La dernière phase seule retient l'attention. on demande une description de l'image qui a été présentée, et on obtient une description qui comportera des éléments n'étant pas sur la photo, mais induits par les questions posées. Les journalistes font souvent ça quand ils ont peu d'éléments sur un fait divers. Ils émettent supposition sur supposition, employent beaucoup le conditionnel, et tournent tout ça pour qu'au final, il se pourrait bien que, mais si, c'est bien lui le coupable...

Tout ça pour dire la fragilité des souvenirs que nous possédons, sans parler de l'activité inconsciente qui nous les modifie tant et plus, des souvenirs tronqués, des souvenirs écrans, des inventions, etc...

Un autre point à retenir, c'est la construction de notre identité qui aboutit à ce que nous sommes, addition infinie de toutes nos expériences, et de tous les souvenirs que nous en avons ( souvenirs qui etc, voir plus haut ). cette question est très vaste : qui sommes-nous, somme de ce que nous croyons avoir vécu laors que ça ne s'est pas du tout passé comme ça. Sur ce point, peu importe, car on y arrive. Même si les souvenirs ne sont pas exacts mais refaits, on parvient tout de même à "être quelqu'un", à se définir, à se construire une identité malgré cette non-vérité. Et même, pour être, on n'a pas vraiment besoin de la vérité historique des faits. On arrive à faire avec ce dont on se souvient.

actuellement, la technique moderne nous donne moyen de tracer avec une précision informatique certains évènements. les téléphones portables nous localisent, on sait où on est en temps et en heure, et où on était il y a x années, les blogs gardent traces de nous d'une façon indélébile ( car même si notre compte est supprimé, qu'est-ce qui nous assure que tout a été effacé sur le Net, que personne au monde ne garde une copie), et les appareils photo et caméscopes numériques génèrent du document visuel à la pelle. la production d'informations visuelles se mesurent à la croissance des vente des support, carte, disque dur, gravable, et on arrive à des millions de téra octets d'information produites. Ces informations, sauf destructions ou manipulation intentionelles, ne s'erronnent pas. Au fil du temps, ce souvenir là ne se modifie pas.

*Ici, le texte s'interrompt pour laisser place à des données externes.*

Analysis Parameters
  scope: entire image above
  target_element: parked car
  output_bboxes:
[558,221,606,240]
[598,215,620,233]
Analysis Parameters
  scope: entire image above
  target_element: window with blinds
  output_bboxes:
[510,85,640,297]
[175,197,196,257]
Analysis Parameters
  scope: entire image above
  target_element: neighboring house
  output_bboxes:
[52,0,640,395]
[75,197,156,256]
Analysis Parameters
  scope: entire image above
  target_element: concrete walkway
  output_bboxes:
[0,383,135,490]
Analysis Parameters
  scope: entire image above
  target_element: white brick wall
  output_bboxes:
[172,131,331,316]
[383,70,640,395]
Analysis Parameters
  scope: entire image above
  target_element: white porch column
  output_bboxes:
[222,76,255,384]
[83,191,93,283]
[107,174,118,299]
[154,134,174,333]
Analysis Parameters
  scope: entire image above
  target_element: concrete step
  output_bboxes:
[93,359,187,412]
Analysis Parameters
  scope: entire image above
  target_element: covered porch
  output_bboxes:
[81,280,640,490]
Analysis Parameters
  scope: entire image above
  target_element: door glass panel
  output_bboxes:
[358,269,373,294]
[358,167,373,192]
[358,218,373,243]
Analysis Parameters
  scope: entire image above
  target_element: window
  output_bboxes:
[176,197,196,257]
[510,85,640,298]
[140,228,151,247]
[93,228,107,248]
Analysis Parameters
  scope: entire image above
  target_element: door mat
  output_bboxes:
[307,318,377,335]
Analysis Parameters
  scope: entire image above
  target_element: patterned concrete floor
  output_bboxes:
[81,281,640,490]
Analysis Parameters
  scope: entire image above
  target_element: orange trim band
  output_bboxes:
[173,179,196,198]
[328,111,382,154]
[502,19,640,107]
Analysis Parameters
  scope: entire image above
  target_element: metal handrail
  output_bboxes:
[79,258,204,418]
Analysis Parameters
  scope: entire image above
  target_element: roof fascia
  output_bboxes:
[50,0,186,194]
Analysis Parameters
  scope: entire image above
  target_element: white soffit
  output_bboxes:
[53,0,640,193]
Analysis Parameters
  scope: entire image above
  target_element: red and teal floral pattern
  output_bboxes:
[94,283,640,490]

Alors, qu'en est-il de notre construction identitaire qu'on accomode toujours avec  ce dont on se souvient, qu'on bricole, qu'on raffistole, si quelque chose d'indiscutable vient nous montrer la vérité des évènements.
"- Mais si, il s'est passé ça...
- Mais regarde, tu vois sur la photo, c'est pas possible....
- Ben ça alors, mais j'ai toujours cru que..... et ça fait des années que je pensais que....."

qu'en sera-t-il de notre rapport au monde et à nous même quand la technique se souviendra de tout?
que pourrons-nous penser quand une vérite, autre que celle dont on se souvenait, qu'on gardait en mémoire, et avec laquelle on s'était construit, se fera jour?
qu'adviendra-t-il du temps où la machine se souviendra pour nous?
qu'en sera-t-il de notre liberté, de notre humanité dans la non-technicité de pouvoir se souvenir ou non de quelque chose?